Equipment for catching the Black Bass
Black Bass are often referred to as one of the best pound-for-pound fighting fish around, so we came well equipped: Shimano Stella
6000’s spin reels matched with 8-12kg rods, 60-80lb leader and lures all with upgraded trebles and split rings.
Personally, I prefer to fish with bait casters, so I was using a Shimano Tranx
matched with an 8-10kg Shimano Zodias
What tackle to opt for is always a decent debate, but my theory is if you have a set up capable of catching the species and you a comfortable with it, then there is your answer.
‘Pinch yourself moments’ – fishing amongst volcanoes, jungles and wild river beasts. With a mixture of surface lures and deep divers packed, we were off for day one. The rivers in PNG are incredible – surrounded by jungle, active volcanoes in the hills, wild pigs on the waters’ edge and thousands of fallen palm trees providing ample hiding spots for the river beasts.
What I liked most about the area was with each river system, five in total were completely different and offered different challenges for anglers.
The morning bite was steady – a few strikes without a hook up, and it only after lunch where we were on the board, with a small Spot Tail Bass which fights just as hard.
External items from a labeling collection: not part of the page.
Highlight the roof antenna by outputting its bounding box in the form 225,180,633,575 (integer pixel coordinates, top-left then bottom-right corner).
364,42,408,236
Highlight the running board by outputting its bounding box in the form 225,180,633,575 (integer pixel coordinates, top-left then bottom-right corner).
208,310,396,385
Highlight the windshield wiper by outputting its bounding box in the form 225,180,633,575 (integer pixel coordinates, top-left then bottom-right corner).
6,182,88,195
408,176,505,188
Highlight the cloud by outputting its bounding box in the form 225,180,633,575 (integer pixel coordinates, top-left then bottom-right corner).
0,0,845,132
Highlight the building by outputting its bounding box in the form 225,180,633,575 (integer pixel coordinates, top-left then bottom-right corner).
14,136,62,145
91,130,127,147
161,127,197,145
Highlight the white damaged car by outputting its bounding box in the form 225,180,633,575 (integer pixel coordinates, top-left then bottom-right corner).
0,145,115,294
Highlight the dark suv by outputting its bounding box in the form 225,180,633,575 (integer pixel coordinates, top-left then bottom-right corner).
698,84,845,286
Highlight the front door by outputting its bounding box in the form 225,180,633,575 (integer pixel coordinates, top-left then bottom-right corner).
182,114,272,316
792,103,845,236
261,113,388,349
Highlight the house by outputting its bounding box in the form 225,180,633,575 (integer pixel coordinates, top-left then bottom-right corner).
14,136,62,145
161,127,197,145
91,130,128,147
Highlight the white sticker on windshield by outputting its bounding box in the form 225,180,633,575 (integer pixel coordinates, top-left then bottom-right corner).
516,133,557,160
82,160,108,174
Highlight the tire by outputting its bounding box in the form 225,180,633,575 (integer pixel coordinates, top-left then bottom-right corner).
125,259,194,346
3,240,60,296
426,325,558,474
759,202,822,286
When you gear yourself up for the trophy fish, ‘only’ catching the bi-catch may seem less than ideal, but if you go too light and miss that big fish, you’d be kicking yourself, I am sure you all know the drill. A bit of a catch 22.
Most of the morning and afternoon sessions saw us using surface lures including ‘walk the dog’ lures, small stick baits and medium-size timber poppers.
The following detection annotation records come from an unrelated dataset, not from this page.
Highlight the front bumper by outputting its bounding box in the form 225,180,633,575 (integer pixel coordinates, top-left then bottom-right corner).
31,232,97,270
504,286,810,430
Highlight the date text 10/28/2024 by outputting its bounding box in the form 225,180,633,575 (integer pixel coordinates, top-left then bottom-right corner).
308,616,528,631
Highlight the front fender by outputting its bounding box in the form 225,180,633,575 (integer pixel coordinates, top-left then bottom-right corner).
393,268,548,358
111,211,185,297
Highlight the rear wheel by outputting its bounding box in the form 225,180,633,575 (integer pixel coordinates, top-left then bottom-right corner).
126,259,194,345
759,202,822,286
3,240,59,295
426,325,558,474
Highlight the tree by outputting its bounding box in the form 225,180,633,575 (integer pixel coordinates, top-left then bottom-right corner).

The slower retrieves seemed to work best and often fish were striking on the pause. And when my fellow anglers landed their prized catch, the eruption the Black Bass fish make when hitting a surface lure is unbelievable. And when it’s happening in the pitch black of early morning or late evening, it can really make your blood pump.
My long wait for the trophy fish
The first two days we landed some cracking fish. But by night two, I was sitting around the lodge thinking I must have upset the fishing gods as I was yet to boat a Black Bass.
When five anglers sit around a table with a buzz talking about all the Bass they’d caught and how hard they fight, I was feeling like the kid at school picked last for school yard games. Lucky I had thick skin eh?
Our day three morning started slow, until around mid-morning – the guide marked two fish on his sounder, sitting under a fallen log. But the fish weren’t alone – a five-metre crocodile was sunning himself on the same log.
I’ve seen plenty of crocs in the wild and they deserve to be left alone. But the fish on the sounder were too hard to resist, so we snuck in for a few casts.
I was fishing with a 120mm walk-the-dog lure and I put seven casts pretty much exactly where I wanted them, with no result. The eighth cast obviously upset the croc and he decided to leave his log and follow my lure. When he was about two meters from the boat, BANG – a Black Bass decided he was going to beat the crocodile to the lure and smashed it right in front of me.
Now that got my heart pounding. He was back at his log before I knew it, so I had to put some serious pressure on the fish to stop him.
Lucky the pressure worked, and I managed to turn him and get him out into the deeper water for most of the fight.
When that fish landed, it was an unexplainable feeling. Relief, excitement and adrenaline rolled in one, which other anglers know and understand all too well.
I had been setting my sights on catching a Back Bass for almost 15 years, and to finally land one was beyond satisfying.
Experiencing the beauty of PNG
Other than my first Black Bass, the rest of the fishing adventure was slow after rain drenching the river dirty.
While it can feel deflating having to pull in the reel, you’re quickly perked up with opportunities to explore the beautiful surroundings of PNG.
Freshwater streams, waterfalls, active volcanoes in the creeks, and some of the best reefs for diving and snorkelling – only about 500m from the shore is Mother Nature at her best.
During our stay in Papua New Guinea, we were well looked after. You are lodged in very comfortable accommodation and get to enjoy amazing fresh food cooked by local chefs in your choice of either western or Chinese style.
And when you’re surrounded by a group of people from around the world with the same goal and outlook on fishing, it’s hard to have a bad time – and obviously catching your bucket list fish just adds to the excitement.